Racial Equity

Truth Matters: Facing the History of Native American Boarding Schools

November 22, 2021

When researchers uncovered the unmarked mass graves of more than 1,000 Indigenous children at former residential schools in Canada earlier this year, a global public outcry followed. The news also amplified efforts for the U.S. to launch a nationwide investigation to unearth its own history of cultural and physical abuse at federal and church-run boarding schools for Native American children. A bipartisan bill to launch a national investigation is now before Congress.

Last week, two leaders of these efforts — Christine Diindiisi McCleave, a citizen of the Turtle Mountain Ojibwe Nation, and Vance Blackfox, an Indigenous theologian and citizen of the Cherokee Nation — held a public conversation on the history of the Indian Boarding Schools in the U.S. Acknowledging that many of the boarding schools were run by religious institutions, they also spoke about how churches might play a role in the journey towards truth, justice and healing.

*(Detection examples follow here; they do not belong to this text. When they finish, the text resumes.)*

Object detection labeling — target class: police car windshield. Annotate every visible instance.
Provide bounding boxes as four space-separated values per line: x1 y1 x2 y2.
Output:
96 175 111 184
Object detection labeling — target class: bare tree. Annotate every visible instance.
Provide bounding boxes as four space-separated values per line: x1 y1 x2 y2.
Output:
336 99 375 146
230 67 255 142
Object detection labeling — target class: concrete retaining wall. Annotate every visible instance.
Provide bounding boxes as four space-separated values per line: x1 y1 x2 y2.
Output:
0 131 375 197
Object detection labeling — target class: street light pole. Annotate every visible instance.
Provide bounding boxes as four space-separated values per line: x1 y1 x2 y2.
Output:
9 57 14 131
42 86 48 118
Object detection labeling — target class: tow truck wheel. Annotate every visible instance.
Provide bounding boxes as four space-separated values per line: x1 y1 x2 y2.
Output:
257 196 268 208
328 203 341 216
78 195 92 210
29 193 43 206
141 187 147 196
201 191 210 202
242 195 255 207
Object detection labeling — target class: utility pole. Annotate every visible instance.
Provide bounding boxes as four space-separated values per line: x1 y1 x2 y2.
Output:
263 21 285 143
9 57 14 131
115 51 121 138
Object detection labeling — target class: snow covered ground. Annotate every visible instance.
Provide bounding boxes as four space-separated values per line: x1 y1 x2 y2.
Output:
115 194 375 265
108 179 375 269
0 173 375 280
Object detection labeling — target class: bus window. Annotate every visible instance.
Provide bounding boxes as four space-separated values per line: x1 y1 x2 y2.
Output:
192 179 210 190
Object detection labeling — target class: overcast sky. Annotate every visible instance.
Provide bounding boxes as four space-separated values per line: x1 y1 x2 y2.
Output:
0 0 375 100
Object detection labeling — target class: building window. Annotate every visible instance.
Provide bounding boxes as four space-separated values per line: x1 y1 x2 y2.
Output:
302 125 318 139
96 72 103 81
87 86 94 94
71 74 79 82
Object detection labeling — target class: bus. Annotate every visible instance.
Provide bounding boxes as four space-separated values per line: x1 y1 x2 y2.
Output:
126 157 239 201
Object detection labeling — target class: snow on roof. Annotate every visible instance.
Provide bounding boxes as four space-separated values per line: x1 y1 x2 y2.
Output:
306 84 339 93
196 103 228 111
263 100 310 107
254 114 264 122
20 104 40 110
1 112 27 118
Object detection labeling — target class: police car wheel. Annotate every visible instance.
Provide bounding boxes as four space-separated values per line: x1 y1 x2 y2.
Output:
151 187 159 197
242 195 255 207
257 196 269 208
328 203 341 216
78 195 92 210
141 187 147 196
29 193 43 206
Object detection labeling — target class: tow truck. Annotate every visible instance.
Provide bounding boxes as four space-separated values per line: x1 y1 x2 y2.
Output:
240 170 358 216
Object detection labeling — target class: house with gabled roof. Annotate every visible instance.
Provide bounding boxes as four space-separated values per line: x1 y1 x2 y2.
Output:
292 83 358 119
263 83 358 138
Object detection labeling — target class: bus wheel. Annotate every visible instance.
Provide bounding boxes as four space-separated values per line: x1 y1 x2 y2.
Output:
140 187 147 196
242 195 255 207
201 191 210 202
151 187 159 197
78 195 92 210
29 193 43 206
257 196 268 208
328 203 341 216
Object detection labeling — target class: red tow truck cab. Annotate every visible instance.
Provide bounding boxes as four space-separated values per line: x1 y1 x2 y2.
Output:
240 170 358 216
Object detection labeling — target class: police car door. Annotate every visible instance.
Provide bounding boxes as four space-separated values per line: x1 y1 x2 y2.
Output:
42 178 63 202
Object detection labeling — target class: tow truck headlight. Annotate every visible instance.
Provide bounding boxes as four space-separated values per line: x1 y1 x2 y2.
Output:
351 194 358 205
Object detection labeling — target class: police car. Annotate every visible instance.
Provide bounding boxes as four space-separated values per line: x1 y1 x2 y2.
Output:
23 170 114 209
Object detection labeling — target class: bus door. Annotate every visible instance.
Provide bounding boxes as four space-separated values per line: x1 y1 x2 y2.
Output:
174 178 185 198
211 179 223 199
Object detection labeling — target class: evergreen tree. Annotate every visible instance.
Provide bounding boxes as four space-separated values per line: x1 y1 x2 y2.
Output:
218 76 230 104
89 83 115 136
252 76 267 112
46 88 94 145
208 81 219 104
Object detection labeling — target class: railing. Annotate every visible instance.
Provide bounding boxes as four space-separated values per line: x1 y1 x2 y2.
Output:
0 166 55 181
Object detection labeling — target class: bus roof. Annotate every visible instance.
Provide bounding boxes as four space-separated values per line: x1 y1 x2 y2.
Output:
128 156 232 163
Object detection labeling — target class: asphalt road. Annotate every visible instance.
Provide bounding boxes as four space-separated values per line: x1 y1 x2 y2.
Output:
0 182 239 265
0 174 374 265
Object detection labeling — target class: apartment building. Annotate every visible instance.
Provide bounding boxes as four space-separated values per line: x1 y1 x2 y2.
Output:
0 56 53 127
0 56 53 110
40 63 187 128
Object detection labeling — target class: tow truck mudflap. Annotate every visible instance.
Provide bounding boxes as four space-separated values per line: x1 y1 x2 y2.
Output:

The conversation was a part of the 2021 Vine Deloria Jr. Theological Symposium at the Lutheran School of Theology at Chicago. Deloria, a Standing Rock Sioux who died in 2005, was a nationally known writer and lawyer who earned a master’s degree from the seminary in 1963. At the symposium, presenters talked about the intersection of Indian boarding schools and theological Christian education as well as the work being done across the United States to bring truth and healing.

Alaska Native children brought to the Carlisle Indian School in Pennsylvania, 1897. Photo: John N. Choate. Image Courtesy of the Presbyterian Historical Society.

Alaska Native children brought to the Carlisle Indian School in Pennsylvania, 1897. Photo: John N. Choate. Image Courtesy of the Presbyterian Historical Society.